For instance, if nn_rad_csr.toarray()[i][j] == 1
then X[j]
is within the nearest neighbor radius of X[i]
, whereas a value of 0
means it is not a neighbor. 例如,如果
nn_rad_csr.toarray()[i][j] == 1
则X[j]
在X[i]
的最近邻居半径内,而值0
表示它不是邻居。
What I'd like to do is have a function radius_graph_conv(X, rad)
which returns an array Y
which is X
, averaged by its neighbors' values. 我想做的是有一个函数
radius_graph_conv(X, rad)
,该函数返回一个数组Y
,该数组Y
为X
,按其邻居的值平均。 I'm not sure how to exploit the sparsity of a CSR matrix to efficiently perform radius_graph_conv
. 我不确定如何利用CSR矩阵的稀疏性来有效地执行
radius_graph_conv
。 I have two naive implementations of graph conv below. 我在下面有两个简单的图转换的实现。
import numpy as np
from sklearn.neighbors import radius_neighbors_graph, KDTree
def radius_graph_conv(X, rad):
nn_rad_csr = radius_neighbors_graph(X, rad, include_self=True)

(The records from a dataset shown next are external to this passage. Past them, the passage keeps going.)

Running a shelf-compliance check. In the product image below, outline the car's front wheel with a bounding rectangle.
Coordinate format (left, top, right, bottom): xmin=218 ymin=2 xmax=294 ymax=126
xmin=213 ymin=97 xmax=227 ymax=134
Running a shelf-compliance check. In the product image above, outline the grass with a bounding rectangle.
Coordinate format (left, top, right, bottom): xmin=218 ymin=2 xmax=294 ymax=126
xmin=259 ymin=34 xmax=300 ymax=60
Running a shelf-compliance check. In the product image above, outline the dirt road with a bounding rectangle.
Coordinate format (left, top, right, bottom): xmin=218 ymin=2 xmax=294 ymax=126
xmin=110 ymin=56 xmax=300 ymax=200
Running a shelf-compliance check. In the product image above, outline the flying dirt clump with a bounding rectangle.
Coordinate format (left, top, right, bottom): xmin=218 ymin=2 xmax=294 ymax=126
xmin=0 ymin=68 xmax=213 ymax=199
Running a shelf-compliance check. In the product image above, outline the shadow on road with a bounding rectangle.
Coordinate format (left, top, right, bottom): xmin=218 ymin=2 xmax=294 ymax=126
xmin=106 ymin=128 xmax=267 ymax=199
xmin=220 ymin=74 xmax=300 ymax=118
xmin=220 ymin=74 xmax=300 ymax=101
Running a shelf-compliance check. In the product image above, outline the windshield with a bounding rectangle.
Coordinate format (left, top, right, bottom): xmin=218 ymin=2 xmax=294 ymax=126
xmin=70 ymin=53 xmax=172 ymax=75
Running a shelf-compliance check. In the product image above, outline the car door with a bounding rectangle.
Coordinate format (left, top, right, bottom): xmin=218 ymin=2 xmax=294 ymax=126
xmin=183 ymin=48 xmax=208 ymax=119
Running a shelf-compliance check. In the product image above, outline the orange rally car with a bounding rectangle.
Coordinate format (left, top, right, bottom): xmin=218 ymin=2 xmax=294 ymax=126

csr_indices = nn_rad_csr.indices
csr_indptr = nn_rad_csr.indptr
Y = np.copy(X)
for i in range(X.shape[0]):
j, k = csr_indptr[i], csr_indptr[i+1]
neighbor_idx = csr_indices[j:k]
rad_neighborhood = X[neighbor_idx] # ndim always 2
Y[i] = np.mean(rad_neighborhood, axis=0)
return Y
def radius_graph_conv_matmul(X, rad):
nn_rad_arr = radius_neighbors_graph(X, rad, include_self=True).toarray()
# np.sum(nn_rad_arr, axis=-1) is basically a count of neighbors
return np.matmul(nn_rad_arr / np.sum(nn_rad_arr, axis=-1), X)
Is there a better way to do this? 有一个更好的方法吗? With a knn graph, its a very simple function, since the number of neighbors is fixed and you can just index into X, but with a radius or density based nearest neighbors graph, you have to work with a CSR, (or an array of arrays if you are using a kd tree).
使用knn图,它的功能非常简单,因为邻居的数目是固定的,您可以索引到X,但是对于基于半径或密度的最近邻居图,则必须使用CSR(或数组)数组(如果您使用的是kd树)。
Here is the direct way of exploiting csr format. 这是利用csr格式的直接方法。 Your matmul solution probably does similar things under the hood.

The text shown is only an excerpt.